Dutch Version of Dr. Faustus.—Can any of your correspondents give me information as to the author of a Dutch History of Dr. Faustus, without either author's name or date, and illustrated by very rude engravings? There is no mention of where it was printed, but at the bottom of the title-page is the following notice:—
"Compared with the high Dutch copy, and corrected in many places, and ornamented with beautiful copper plates."[3]
There is also a promise of a Latin copy soon to follow.
HERMES.
[The first German chap-book upon Faust appeared in 1587. A translation of it into Dutch was published as early as 1592, at Emmerich. It was again printed at Delft in 1607; and there have been several editions since that date. The curious history of this romance has been well investigated by H. Düntzer, Die Sage von Doctor Johannes Faust, in the 5th volume of Das Kloster; and even more fully by the Freiherr v. Reichlien Meldegg, in the 11th volume of the same work.]
To Fettle.—Your correspondent L.C.R. (p. 142) is referred to the late Mr. Roger Wilbraham's Cheshire Glossary, or (as he modestly termed it) An Attempt, &c. This work, privately printed in 1820, is the republication, but with very considerable additions, of a paper in the Archaeologia, vol. xix.
The explanation of the present word is an instance of this expansion.

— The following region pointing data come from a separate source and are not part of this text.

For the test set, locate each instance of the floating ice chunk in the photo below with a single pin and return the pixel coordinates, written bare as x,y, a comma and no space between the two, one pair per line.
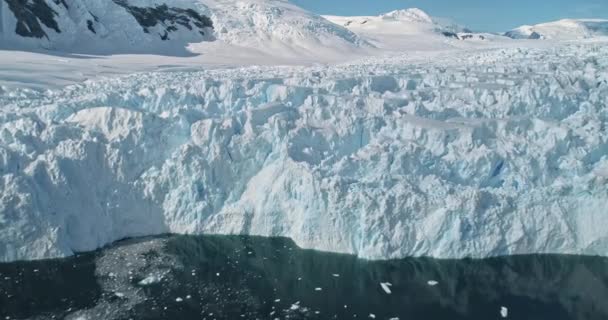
151,279
386,286
504,312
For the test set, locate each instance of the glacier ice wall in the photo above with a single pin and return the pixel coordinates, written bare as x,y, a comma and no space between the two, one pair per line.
489,153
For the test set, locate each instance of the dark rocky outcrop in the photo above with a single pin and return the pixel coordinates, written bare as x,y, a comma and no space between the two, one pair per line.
32,15
168,17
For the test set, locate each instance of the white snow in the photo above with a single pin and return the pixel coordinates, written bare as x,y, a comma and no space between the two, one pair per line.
566,29
436,147
488,153
386,287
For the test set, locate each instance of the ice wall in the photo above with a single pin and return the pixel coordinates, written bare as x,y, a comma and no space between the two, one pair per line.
491,153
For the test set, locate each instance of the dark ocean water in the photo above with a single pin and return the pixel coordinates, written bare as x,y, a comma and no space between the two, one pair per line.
234,277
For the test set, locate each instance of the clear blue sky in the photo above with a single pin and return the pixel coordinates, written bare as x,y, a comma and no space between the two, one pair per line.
479,15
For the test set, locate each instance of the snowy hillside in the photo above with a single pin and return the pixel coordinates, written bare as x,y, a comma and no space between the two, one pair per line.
567,29
489,153
277,25
401,29
92,26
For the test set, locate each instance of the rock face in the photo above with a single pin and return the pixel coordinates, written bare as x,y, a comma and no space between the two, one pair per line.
499,152
92,26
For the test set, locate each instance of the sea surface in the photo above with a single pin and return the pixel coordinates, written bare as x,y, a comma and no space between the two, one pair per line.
238,277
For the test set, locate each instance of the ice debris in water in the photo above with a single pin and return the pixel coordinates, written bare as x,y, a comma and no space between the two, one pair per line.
386,286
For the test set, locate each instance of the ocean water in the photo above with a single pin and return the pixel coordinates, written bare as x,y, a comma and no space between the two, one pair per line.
238,277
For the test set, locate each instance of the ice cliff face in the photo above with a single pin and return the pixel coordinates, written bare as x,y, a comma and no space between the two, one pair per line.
499,152
91,26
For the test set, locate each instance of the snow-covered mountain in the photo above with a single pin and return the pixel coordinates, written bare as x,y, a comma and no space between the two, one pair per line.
129,26
412,26
93,26
567,29
277,25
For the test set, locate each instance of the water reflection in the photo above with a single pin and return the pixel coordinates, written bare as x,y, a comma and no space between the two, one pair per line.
234,277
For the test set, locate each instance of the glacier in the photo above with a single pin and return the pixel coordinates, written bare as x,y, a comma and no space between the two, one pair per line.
493,152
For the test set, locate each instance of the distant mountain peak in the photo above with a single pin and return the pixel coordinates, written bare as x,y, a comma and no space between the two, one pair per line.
411,14
565,29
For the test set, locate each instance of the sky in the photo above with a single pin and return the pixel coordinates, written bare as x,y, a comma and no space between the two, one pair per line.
479,15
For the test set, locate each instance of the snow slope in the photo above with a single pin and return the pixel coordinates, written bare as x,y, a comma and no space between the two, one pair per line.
180,27
567,29
405,30
492,152
279,26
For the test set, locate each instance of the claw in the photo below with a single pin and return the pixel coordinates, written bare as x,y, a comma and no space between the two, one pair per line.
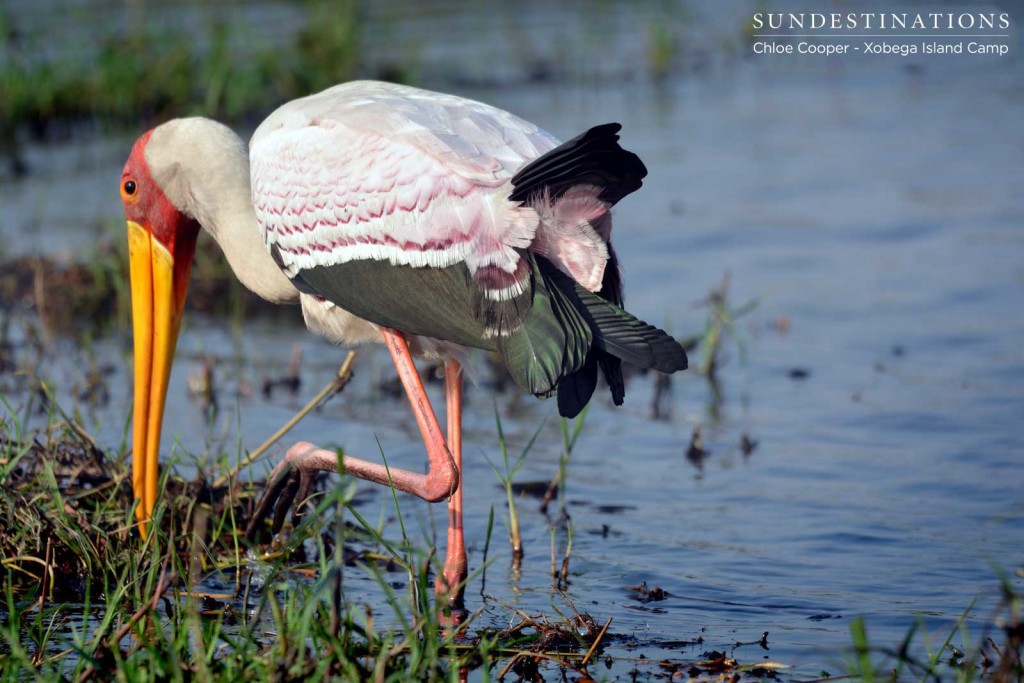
291,481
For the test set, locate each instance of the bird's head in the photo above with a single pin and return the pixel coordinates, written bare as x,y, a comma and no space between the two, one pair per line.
161,247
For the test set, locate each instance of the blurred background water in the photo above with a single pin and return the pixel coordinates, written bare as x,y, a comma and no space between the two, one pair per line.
871,207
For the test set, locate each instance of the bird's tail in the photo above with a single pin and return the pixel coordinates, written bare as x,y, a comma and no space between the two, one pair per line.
570,332
578,325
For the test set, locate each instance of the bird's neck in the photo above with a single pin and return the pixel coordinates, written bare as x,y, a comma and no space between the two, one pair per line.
203,168
232,223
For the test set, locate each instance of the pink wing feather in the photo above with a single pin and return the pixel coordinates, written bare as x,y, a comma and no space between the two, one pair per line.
387,172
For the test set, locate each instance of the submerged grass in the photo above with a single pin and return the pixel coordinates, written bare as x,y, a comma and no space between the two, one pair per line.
84,597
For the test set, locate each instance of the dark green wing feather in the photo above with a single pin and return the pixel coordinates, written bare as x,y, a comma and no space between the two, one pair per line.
442,303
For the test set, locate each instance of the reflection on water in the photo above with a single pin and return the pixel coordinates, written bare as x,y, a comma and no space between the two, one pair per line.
879,213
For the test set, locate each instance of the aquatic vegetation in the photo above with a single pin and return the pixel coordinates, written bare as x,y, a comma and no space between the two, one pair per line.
154,72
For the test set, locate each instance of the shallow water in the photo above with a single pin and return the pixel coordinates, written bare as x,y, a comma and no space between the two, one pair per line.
878,210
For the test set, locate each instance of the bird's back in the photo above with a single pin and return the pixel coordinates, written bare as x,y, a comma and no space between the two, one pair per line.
451,219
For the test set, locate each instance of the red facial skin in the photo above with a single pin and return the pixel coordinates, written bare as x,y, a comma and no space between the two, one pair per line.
148,207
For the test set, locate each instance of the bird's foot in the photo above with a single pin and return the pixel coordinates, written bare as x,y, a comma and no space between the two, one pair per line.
291,481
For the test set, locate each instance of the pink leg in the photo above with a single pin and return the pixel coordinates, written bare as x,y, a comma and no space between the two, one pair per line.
452,583
296,473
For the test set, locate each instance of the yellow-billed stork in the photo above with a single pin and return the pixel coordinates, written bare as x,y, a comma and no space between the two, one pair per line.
428,221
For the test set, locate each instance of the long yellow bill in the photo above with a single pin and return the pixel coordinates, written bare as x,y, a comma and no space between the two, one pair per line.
157,304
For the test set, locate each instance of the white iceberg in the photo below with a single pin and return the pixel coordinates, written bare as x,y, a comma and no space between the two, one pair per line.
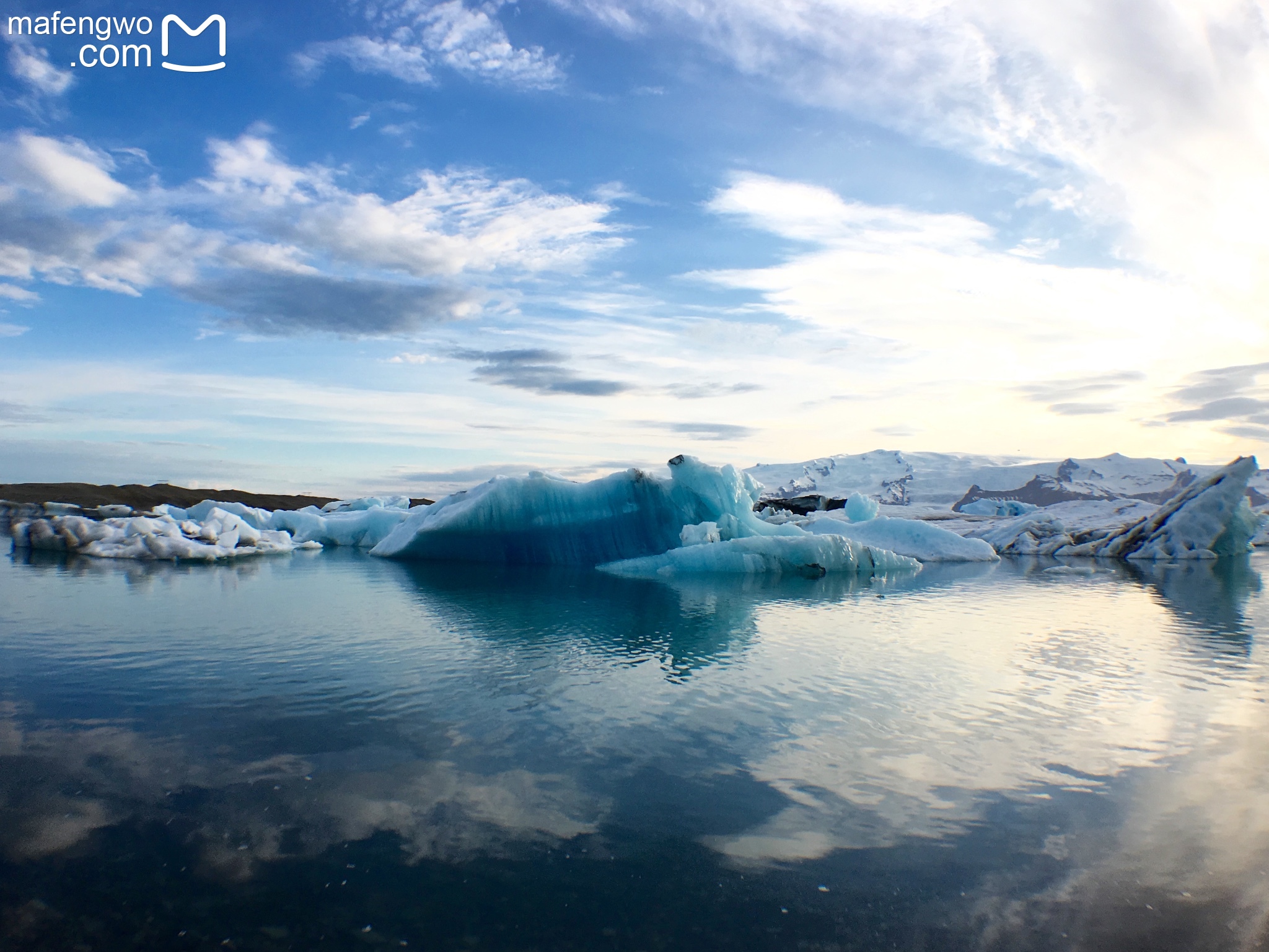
362,523
908,537
998,507
221,535
1207,520
810,556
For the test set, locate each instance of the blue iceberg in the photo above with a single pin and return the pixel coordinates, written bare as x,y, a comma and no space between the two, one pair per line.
546,520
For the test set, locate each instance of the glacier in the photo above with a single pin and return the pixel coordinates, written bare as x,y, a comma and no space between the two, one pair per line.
700,520
221,535
918,539
547,520
934,481
1210,518
998,507
209,531
809,556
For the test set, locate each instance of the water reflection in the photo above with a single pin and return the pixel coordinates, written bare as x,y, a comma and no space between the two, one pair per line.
1080,744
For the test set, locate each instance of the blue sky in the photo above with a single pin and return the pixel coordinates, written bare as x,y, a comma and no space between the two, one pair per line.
409,245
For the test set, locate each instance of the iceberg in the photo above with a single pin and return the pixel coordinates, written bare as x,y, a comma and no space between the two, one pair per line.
998,507
222,535
918,539
809,556
362,523
861,508
1210,518
547,520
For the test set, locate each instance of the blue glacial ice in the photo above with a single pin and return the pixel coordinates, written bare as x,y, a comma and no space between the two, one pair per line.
547,520
861,508
810,556
998,507
628,523
909,537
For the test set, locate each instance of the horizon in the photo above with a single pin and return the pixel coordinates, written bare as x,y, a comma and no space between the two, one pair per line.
400,244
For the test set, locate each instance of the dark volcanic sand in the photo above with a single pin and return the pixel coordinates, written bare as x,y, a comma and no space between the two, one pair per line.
139,497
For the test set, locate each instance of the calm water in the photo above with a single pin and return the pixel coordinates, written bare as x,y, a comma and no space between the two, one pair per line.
329,752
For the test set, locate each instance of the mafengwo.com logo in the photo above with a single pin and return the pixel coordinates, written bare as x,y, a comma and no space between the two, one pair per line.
122,30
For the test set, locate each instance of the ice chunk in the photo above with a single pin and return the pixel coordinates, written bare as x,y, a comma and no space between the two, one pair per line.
363,528
257,518
909,537
861,508
361,522
1210,518
998,507
543,518
810,556
352,505
700,535
221,535
1040,533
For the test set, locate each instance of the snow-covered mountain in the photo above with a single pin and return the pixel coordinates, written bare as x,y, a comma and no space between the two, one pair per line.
947,480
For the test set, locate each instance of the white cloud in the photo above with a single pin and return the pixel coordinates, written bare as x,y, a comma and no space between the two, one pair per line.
367,55
31,65
418,37
64,172
1145,115
936,323
286,248
456,221
15,294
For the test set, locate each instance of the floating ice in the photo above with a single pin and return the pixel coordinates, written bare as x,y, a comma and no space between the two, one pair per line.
908,537
543,518
362,528
221,535
998,507
1208,518
810,556
352,505
351,522
861,508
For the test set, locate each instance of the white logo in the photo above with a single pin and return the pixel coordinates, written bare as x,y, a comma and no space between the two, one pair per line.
174,18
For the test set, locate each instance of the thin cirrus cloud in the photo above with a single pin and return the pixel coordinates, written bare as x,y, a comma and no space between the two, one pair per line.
414,40
537,370
1159,139
937,296
284,249
1230,398
721,432
45,83
1080,396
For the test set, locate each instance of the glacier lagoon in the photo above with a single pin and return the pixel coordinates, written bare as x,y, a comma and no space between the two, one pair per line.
330,751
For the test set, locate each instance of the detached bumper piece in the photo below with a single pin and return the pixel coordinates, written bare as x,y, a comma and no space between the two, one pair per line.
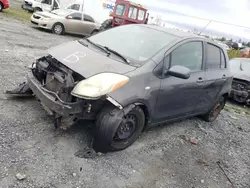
51,102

Your correspondent and Mr. W. agree as to the meaning of this verb, viz. "to mend, to put in order any thing which is broken or defective." Being used in this sense, Mr. W. differs from Johnson and Todd, and he is inclined to derive Fettle from some deflection of the word Faire, which comes from Latine Facere. I must not crowd your columns further, but refer to the Glossary.
May I point out rather a ludicrous misprint (doubtless owing to an illegible MS.) at p. 120. For Mr. Pickering's Lives, read Series of Aldine Poets.